Databricks User Guide#

You can run BigDL program on the Databricks cluster as follows.

1. Create a Databricks Cluster#

Create either an AWS Databricks workspace or an Azure Databricks workspace.
Create a Databricks cluster using the UI. Choose Databricks runtime version. This guide is tested on Runtime 9.1 LTS (includes Apache Spark 3.1.2, Scala 2.12).

../../_images/create-cluster.png

2. Generate initialization script#

Init script is used to Install BigDL or other libraries. First, you need to put the init script into DBFS, you can use one of the following ways.

Note that as Python 3.8 is highly recommended by BigDL, please set the Databricks runtime version to 9.1 LTS or 10.4 LTS to use the Python 3.8 environment.

a. Generate init script in Databricks notebook

Create a Databricks notebook and execute

init_script = """
#!/bin/bash

# install bigdl-orca, add other bigdl modules if you need
/databricks/python/bin/pip install pip install --pre --upgrade bigdl-orca-spark3[ray]

# install other necessary libraries, here we install libraries needed in this tutorial
/databricks/python/bin/pip install tensorflow==2.9.1
/databricks/python/bin/pip install tqdm
/databricks/python/bin/pip install torch==1.11.0+cpu torchvision==0.12.0+cpu tensorboard -f https://download.pytorch.org/whl/torch_stable.html

# copy bigdl jars to databricks
cp /databricks/python/lib/python3.8/site-packages/bigdl/share/*/lib/*.jar /databricks/jars
"""

# Change the first parameter to your DBFS path
dbutils.fs.put("dbfs:/FileStore/scripts/init.sh", init_script, True)

To make sure the init script is in DBFS, in the left panel, click Data > DBFS > check your script save path.

if you do not see DBFS in your panel, see Appendix A.

b. Create init script in local and upload to DBFS

Create a file init.sh(or any other filename) in your computer, the file content is

#!/bin/bash

# install bigdl-orca, add other bigdl modules if you need
/databricks/python/bin/pip install pip install --pre --upgrade bigdl-orca-spark3[ray]

# install other necessary libraries, here we install libraries needed in this tutorial
/databricks/python/bin/pip install tensorflow==2.9.1
/databricks/python/bin/pip install tqdm
/databricks/python/bin/pip install torch==1.11.0+cpu torchvision==0.12.0+cpu tensorboard -f https://download.pytorch.org/whl/torch_stable.html

# copy bigdl jars to databricks
cp /databricks/python/lib/python3.8/site-packages/bigdl/share/*/lib/*.jar /databricks/jars

Then upload init.sh to DBFS. In Databricks left panel, click Data > DBFS > Choose or create upload directory > Right click > Upload here.

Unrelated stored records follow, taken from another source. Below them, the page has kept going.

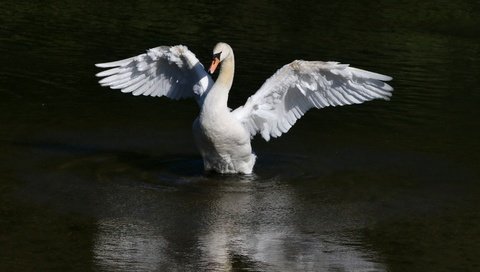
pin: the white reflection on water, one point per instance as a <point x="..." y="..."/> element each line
<point x="242" y="226"/>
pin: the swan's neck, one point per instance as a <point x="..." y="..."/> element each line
<point x="217" y="98"/>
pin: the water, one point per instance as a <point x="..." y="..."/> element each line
<point x="92" y="179"/>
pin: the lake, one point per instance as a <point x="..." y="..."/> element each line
<point x="93" y="179"/>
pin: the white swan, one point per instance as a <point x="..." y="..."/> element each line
<point x="223" y="136"/>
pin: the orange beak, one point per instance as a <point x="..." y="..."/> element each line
<point x="214" y="65"/>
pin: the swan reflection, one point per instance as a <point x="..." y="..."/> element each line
<point x="238" y="226"/>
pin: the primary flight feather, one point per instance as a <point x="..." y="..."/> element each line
<point x="223" y="136"/>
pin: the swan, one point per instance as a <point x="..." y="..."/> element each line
<point x="222" y="135"/>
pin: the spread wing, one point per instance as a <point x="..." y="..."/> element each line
<point x="173" y="72"/>
<point x="301" y="85"/>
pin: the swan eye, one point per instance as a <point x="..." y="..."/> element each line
<point x="217" y="55"/>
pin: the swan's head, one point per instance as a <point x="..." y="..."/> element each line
<point x="220" y="52"/>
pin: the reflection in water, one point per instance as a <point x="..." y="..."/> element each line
<point x="242" y="225"/>
<point x="123" y="245"/>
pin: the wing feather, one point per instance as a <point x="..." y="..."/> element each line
<point x="301" y="85"/>
<point x="173" y="72"/>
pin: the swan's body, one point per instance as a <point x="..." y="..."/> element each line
<point x="223" y="136"/>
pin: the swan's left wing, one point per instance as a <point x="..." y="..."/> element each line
<point x="173" y="72"/>
<point x="301" y="85"/>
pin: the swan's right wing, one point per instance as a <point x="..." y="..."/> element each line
<point x="173" y="72"/>
<point x="301" y="85"/>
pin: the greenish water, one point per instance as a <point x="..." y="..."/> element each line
<point x="92" y="179"/>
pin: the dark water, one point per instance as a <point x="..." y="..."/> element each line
<point x="92" y="179"/>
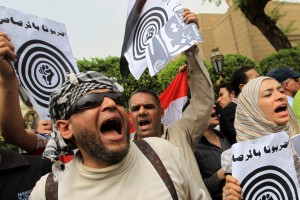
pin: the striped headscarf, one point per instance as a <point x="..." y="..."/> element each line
<point x="250" y="122"/>
<point x="61" y="101"/>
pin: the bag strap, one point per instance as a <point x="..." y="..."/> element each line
<point x="151" y="155"/>
<point x="51" y="188"/>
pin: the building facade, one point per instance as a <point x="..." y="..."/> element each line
<point x="234" y="34"/>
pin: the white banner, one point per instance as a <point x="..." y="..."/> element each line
<point x="265" y="168"/>
<point x="155" y="40"/>
<point x="43" y="52"/>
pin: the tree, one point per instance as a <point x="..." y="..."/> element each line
<point x="254" y="11"/>
<point x="289" y="58"/>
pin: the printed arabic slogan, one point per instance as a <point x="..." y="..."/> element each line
<point x="155" y="33"/>
<point x="43" y="52"/>
<point x="265" y="168"/>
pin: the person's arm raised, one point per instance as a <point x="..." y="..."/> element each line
<point x="11" y="120"/>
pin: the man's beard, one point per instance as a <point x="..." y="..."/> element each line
<point x="90" y="142"/>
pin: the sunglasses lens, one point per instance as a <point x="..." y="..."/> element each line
<point x="89" y="101"/>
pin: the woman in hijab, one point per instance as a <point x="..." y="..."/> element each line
<point x="262" y="109"/>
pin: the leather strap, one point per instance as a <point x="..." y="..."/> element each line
<point x="147" y="150"/>
<point x="51" y="190"/>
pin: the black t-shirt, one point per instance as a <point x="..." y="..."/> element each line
<point x="19" y="174"/>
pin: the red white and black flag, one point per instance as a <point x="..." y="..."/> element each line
<point x="174" y="97"/>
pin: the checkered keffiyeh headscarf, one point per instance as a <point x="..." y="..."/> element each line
<point x="61" y="101"/>
<point x="250" y="122"/>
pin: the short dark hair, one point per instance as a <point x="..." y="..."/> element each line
<point x="239" y="77"/>
<point x="144" y="90"/>
<point x="226" y="85"/>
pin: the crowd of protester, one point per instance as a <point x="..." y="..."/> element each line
<point x="85" y="150"/>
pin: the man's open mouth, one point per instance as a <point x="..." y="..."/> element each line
<point x="113" y="124"/>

../../_images/upload-init-script.png

Now the init script is in DBFS, right click the init.sh and choose Copy path, copy the Spark API Format path.

../../_images/copy-script-path.png

Notes:

If Databricks returns an init script failure, please check your Databricks runtime and Python version.
If your Databricks runtime version is 11.2 or later, click the Edit button and change the version to 9.1 LTS or 10.4 LTS.

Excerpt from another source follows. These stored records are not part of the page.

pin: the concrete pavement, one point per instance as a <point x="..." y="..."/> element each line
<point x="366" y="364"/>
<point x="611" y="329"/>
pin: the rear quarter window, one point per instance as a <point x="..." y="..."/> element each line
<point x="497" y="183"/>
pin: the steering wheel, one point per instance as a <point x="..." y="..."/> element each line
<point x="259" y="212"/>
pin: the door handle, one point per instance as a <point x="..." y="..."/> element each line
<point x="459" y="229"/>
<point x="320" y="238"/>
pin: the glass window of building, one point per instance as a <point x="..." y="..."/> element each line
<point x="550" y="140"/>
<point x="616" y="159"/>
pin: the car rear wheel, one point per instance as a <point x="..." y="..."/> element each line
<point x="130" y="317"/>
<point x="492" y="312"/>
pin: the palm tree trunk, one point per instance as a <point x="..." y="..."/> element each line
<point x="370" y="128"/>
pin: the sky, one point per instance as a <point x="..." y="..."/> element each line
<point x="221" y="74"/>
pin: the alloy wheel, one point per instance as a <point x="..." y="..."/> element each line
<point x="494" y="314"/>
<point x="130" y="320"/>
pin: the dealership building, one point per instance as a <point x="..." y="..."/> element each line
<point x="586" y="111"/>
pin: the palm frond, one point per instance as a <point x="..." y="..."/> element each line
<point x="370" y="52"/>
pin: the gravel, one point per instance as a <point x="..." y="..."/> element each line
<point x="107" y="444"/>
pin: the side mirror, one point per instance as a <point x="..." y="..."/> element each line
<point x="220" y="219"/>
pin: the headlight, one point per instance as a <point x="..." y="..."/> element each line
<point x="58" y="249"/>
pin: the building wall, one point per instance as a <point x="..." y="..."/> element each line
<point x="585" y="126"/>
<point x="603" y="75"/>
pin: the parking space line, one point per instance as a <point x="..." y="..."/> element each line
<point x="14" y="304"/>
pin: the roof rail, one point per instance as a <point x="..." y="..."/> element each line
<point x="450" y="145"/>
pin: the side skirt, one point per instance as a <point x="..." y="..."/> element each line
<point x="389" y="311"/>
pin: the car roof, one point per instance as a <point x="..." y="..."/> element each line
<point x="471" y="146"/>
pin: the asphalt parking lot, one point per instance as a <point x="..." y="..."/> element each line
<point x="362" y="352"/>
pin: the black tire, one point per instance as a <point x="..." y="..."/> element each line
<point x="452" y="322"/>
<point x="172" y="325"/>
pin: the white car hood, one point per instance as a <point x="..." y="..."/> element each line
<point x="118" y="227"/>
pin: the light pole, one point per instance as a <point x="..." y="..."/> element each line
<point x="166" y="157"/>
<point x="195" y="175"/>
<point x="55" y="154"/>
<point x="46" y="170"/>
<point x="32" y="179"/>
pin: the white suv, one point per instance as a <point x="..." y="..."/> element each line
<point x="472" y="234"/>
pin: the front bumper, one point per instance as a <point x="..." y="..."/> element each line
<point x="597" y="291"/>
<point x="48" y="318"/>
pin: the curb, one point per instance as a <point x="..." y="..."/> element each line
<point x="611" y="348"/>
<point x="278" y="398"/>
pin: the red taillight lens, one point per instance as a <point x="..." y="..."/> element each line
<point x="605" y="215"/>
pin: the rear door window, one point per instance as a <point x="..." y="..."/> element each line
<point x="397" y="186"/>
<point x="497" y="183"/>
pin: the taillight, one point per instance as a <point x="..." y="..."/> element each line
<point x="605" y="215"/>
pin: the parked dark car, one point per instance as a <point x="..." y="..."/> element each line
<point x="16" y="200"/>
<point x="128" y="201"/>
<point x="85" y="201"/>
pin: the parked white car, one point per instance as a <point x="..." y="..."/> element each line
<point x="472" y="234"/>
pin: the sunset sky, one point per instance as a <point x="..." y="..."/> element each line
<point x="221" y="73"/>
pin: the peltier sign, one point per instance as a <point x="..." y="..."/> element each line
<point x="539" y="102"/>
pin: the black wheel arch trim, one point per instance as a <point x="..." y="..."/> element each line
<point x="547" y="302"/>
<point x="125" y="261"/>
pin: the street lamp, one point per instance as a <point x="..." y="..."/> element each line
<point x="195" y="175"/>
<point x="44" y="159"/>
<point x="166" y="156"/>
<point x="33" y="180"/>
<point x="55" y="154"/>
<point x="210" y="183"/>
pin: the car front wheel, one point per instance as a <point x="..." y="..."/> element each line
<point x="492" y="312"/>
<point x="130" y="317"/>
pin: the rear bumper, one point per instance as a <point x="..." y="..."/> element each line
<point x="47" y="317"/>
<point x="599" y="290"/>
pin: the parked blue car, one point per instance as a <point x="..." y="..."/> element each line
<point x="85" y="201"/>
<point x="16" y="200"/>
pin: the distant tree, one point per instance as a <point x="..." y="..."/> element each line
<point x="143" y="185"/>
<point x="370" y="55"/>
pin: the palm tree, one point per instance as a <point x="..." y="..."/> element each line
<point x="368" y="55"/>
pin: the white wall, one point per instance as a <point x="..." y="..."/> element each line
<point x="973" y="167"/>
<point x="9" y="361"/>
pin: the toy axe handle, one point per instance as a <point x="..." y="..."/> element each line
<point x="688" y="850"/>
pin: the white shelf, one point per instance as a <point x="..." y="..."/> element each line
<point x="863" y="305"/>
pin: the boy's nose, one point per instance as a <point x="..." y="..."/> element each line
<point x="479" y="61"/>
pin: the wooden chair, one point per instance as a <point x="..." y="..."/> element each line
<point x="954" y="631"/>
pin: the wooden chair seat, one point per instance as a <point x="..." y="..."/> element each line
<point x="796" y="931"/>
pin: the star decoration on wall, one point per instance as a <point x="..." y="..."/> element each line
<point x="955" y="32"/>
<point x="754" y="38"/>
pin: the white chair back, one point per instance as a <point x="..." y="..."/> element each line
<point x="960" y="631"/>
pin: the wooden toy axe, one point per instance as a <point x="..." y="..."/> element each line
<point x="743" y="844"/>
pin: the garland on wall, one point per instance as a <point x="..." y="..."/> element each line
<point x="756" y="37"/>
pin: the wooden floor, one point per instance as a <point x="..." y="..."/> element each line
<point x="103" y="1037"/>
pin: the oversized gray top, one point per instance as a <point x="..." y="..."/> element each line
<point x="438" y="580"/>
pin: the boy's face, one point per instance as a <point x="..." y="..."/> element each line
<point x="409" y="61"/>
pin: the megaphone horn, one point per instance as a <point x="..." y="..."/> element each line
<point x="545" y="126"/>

3. Set Spark configuration#

In the left panel, click Compute > Choose your cluster > edit > Advanced options > Spark > Confirm. You can provide custom Spark configuration properties in a cluster configuration. Please set it according to your cluster resource and program needs.

../../_images/spark-config.png

See below for an example of Spark config setting needed by BigDL. Here it sets 2 core per executor. Note that “spark.cores.max” needs to be properly set below.

spark.executor.cores 2
spark.cores.max 4

4. Install BigDL Libraries#

Use the init script from step 2 to install BigDL libraries. In the left panel, click Compute > Choose your cluster > edit > Advanced options > Init Scripts > Paste init script path > Add > Confirm.

../../_images/config-init-script.png

Then start or restart the cluster. After starting/restarting the cluster, the libraries specified in the init script are all installed.

5. Run BigDL on Databricks#

Open a new notebook, and call init_orca_context at the beginning of your code (with cluster_mode set to “spark-submit”).

from bigdl.orca import init_orca_context, stop_orca_context
init_orca_context(cluster_mode="spark-submit")

Output on Databricks:

../../_images/init-orca-context.png

Run Examples

Note

If you run Pytorch example with spark backend (i.e.Estimator.from_torch(..., backend="spark")) on multiple node cluster, you need to set GLOO_SOCKET_IFNAME=”eth0” in cluster’s configuration as below:

If you want to save model to DBFS, or load model from DBFS, the save/load path should be the File API Format on Databricks, which means your save/load path should start with /dbfs.

6. Other ways to install third-party libraries on Databricks if necessary#

If you want to use other ways to install third-party libraries, check related Databricks documentation of libraries for AWS Databricks and libraries for Azure Databricks.

Appendix A#

If there is no DBFS in your panel, go to User profile > Admin Console > Workspace settings > Advanced > Enabled DBFS File Browser

../../_images/dbfs.png

Appendix B#

Use Databricks CLI to upload file to DBFS. When you upload a large file to DBFS, using Databricks CLI could be faster than using the Databricks web UI.

Install and config Azure Databricks CLI

Install Python, need Python version 2.7.9 and above if you’re using Python 2 or Python 3.6 and above if you’re using Python 3.
Run pip install databricks-cli
Set authentication, Click user profile icon > User Settings > Access tokens > Generate new token > generate > copy the token, make sure to copy the token and store it in a secure location, it won’t show again.
Copy the URL of Databricks host, the format is https://adb-<workspace-id>.<random-number>.azuredatabricks.net, you can copy it from your Databricks web page URL.

In cmd run dbfs config --token as shown below:

dbfs configure --token
Databricks Host (should begin with https://): https://your.url.from.step.4
Token: your-token-from-step-3

Verify whether you are able to connect to DBFS, run “databricks fs ls”.

Upload through Databricks CLI

Now, we can use Databricks CLI to upload file to DBFS. run command:

dbfs cp /your/local/filepath/bigdl-assembly-spark_3.1.2-2.1.0-SNAPSHOT-jar-with-dependencies.jar dbfs:/FileStore/jars/stable/bigdl-assembly-spark_3.1.2-2.1.0-SNAPSHOT-jar-with-dependencies.jar

After command finished, check DBFS in Databricks, in left panel, click Data > DBFS > your upload directory, if you do not see DBFS in your panel, see Appendix A.

Install package from DBFS

In the left panel, click Compute > choose your cluster > Libraries > Install new > Library Source(DBFS/ADLS) > Library Type(your package type).

../../_images/install-zip.png